How does Christ animate budget and personnel decisions that will become necessary in the coming storm?
Cut Budgets with Transparent Honesty
During this time, educational leaders need to communicate honestly and frequently with faculty, staff, and students. We can think of three Christian institutions recently (here, here, and here) in which the faculty and staff were either totally blind-sided by the financial health of the institution or faced severe repercussions due to it. In another case not listed, the president was admired by all for his scholarly work, but his lack of financial candor has left a tragic and mixed legacy. In contrast, we can fortunately point to Baylor’s institutional leadership in these months as a model. Our president has communicated frequently and honestly about the financial difficulties—including the prospect of layoffs—facing the university as a result of COVID-19.
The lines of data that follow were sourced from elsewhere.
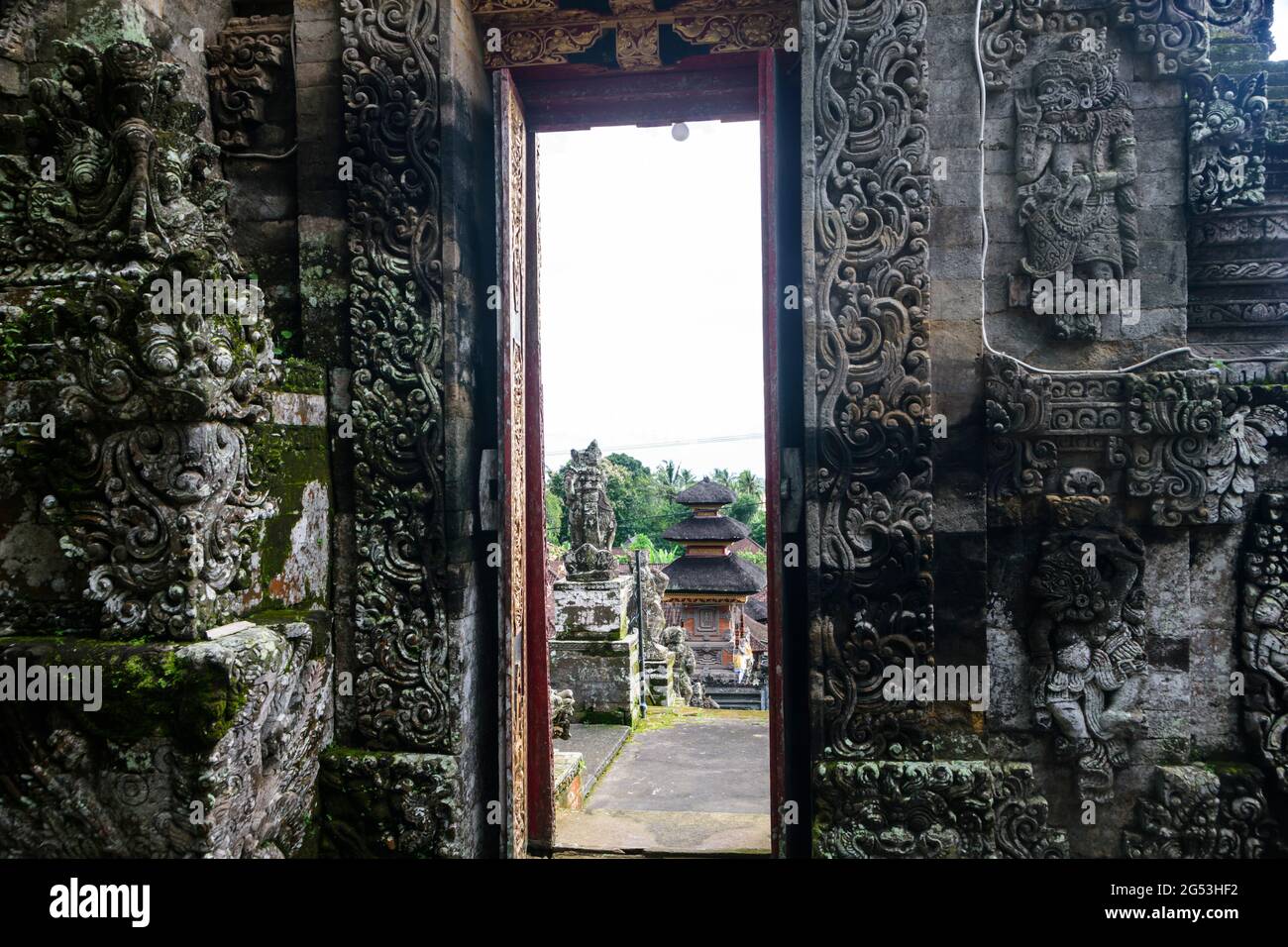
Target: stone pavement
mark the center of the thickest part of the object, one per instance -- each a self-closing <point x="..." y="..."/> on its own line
<point x="698" y="787"/>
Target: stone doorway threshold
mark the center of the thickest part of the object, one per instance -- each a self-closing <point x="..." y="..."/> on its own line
<point x="688" y="784"/>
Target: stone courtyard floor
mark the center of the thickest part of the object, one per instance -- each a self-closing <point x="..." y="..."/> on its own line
<point x="687" y="783"/>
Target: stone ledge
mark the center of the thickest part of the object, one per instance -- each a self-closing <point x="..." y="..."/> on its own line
<point x="205" y="749"/>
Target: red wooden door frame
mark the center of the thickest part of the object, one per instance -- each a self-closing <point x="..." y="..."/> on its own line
<point x="732" y="88"/>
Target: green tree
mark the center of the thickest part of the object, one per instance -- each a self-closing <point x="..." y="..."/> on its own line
<point x="747" y="482"/>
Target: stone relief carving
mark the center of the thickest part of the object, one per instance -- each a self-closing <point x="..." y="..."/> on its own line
<point x="390" y="805"/>
<point x="1076" y="169"/>
<point x="871" y="510"/>
<point x="1201" y="812"/>
<point x="161" y="515"/>
<point x="16" y="29"/>
<point x="903" y="810"/>
<point x="1227" y="142"/>
<point x="244" y="68"/>
<point x="1087" y="641"/>
<point x="1263" y="635"/>
<point x="1020" y="815"/>
<point x="949" y="809"/>
<point x="1185" y="442"/>
<point x="535" y="31"/>
<point x="132" y="184"/>
<point x="117" y="195"/>
<point x="403" y="690"/>
<point x="121" y="356"/>
<point x="123" y="783"/>
<point x="591" y="521"/>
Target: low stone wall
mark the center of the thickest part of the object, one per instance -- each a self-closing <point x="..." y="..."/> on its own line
<point x="205" y="749"/>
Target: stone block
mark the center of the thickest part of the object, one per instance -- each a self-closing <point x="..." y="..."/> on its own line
<point x="603" y="676"/>
<point x="390" y="804"/>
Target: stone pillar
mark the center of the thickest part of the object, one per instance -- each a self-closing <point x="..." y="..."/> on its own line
<point x="593" y="654"/>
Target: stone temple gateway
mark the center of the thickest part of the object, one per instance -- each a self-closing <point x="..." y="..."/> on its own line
<point x="271" y="446"/>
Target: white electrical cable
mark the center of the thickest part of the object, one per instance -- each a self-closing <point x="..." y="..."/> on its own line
<point x="983" y="254"/>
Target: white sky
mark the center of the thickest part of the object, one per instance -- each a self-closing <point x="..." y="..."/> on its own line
<point x="651" y="292"/>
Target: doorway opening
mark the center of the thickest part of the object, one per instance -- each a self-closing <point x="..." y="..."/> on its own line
<point x="653" y="406"/>
<point x="622" y="262"/>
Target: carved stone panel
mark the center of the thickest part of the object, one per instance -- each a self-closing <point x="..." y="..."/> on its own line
<point x="1202" y="812"/>
<point x="867" y="365"/>
<point x="1086" y="643"/>
<point x="245" y="65"/>
<point x="1186" y="444"/>
<point x="1227" y="142"/>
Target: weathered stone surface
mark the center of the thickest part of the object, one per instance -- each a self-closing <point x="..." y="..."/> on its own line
<point x="1203" y="812"/>
<point x="198" y="750"/>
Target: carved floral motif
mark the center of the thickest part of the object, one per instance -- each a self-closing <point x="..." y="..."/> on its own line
<point x="1263" y="635"/>
<point x="1188" y="442"/>
<point x="1177" y="31"/>
<point x="130" y="180"/>
<point x="1197" y="812"/>
<point x="161" y="515"/>
<point x="403" y="692"/>
<point x="1087" y="642"/>
<point x="244" y="68"/>
<point x="871" y="513"/>
<point x="1006" y="27"/>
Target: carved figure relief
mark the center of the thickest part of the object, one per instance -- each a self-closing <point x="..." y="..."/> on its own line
<point x="1087" y="642"/>
<point x="591" y="521"/>
<point x="244" y="69"/>
<point x="132" y="180"/>
<point x="1076" y="165"/>
<point x="1188" y="442"/>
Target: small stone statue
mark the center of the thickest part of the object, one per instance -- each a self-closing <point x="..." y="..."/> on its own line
<point x="591" y="521"/>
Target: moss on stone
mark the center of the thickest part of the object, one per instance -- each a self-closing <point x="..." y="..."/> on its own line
<point x="147" y="690"/>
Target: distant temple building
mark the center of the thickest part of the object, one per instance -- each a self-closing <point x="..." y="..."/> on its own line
<point x="708" y="587"/>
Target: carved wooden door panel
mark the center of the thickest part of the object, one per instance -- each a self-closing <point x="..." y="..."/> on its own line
<point x="511" y="172"/>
The tendency of Christian organizations towards “nice-ness” will not serve us well now. It may seem “nice” to shield employees from dire circumstances, but it is not ultimately the most loving mode of operation. Instead, leaders should seek to be loving truth-tellers, sharing what they can as soon as they can. This gives employees time to adjust their expectations, start making alternative plans, and think creatively about possible solutions.
Re-Focus on Mission
Budget cutting can provide a unique opportunity to return our focus to our core mission. What are we doing that is not central—or even distracts from—our mission of Christ-animated learning? When we recall that medieval Christian universities grew out of monasteries, we recognize that we have added much to the Christian educational experience beyond its original simplicity. Indeed, there are models of simple Christian institutions from which we can learn.
Even though surviving institutions will ideally maintain their unique contributions, we could all use a big dose of simplicity. We also need innovation and institutional diversity—residential liberal arts models are effective, but they are not the only means by which to cultivate the minds and shape the affections of college students.
Faithfully Fight to Stay Alive, But Don’t Lose Faith to Live
Churches should help quality institutions faithfully fight to stay alive during these times. But we must also remember that, unlike the church, God has made no promises that Christian colleges will survive until Christ’s return. In a fallen world, few of our creations last for long. The Oxfords and Cambridges that exist for 800 years are the exception, not the norm.
Thus, sometimes fighting the good fight means letting go of some faculty and staff, or even shutting the doors. When it comes to layoffs or institutional closures (and those will happen), we should mourn, honor, and remember that which is lost. Some faculty and staff will have lost employment at schools to which they gave their hearts and minds. If they have to leave school, students will have lost a community of intellectual and spiritual cultivation. In the case of closure or a significant reduction in size, alumni will have lost an institution to which they have given their love, their time, and their money.
Through COVID-19, God has called all of us to a time of stewardship, suffering, and mourning. May we not give in to the temptation to compromise Christian convictions in order to preserve what we had before, as individuals or as institutions.
Fortunately, Christians have proven creative in building colleges and universities throughout the world. Christians will always be in the education business, as we seek to love God with all of our minds. Being faithful to that calling may look very different in the post-coronavirus landscape of Christian higher education.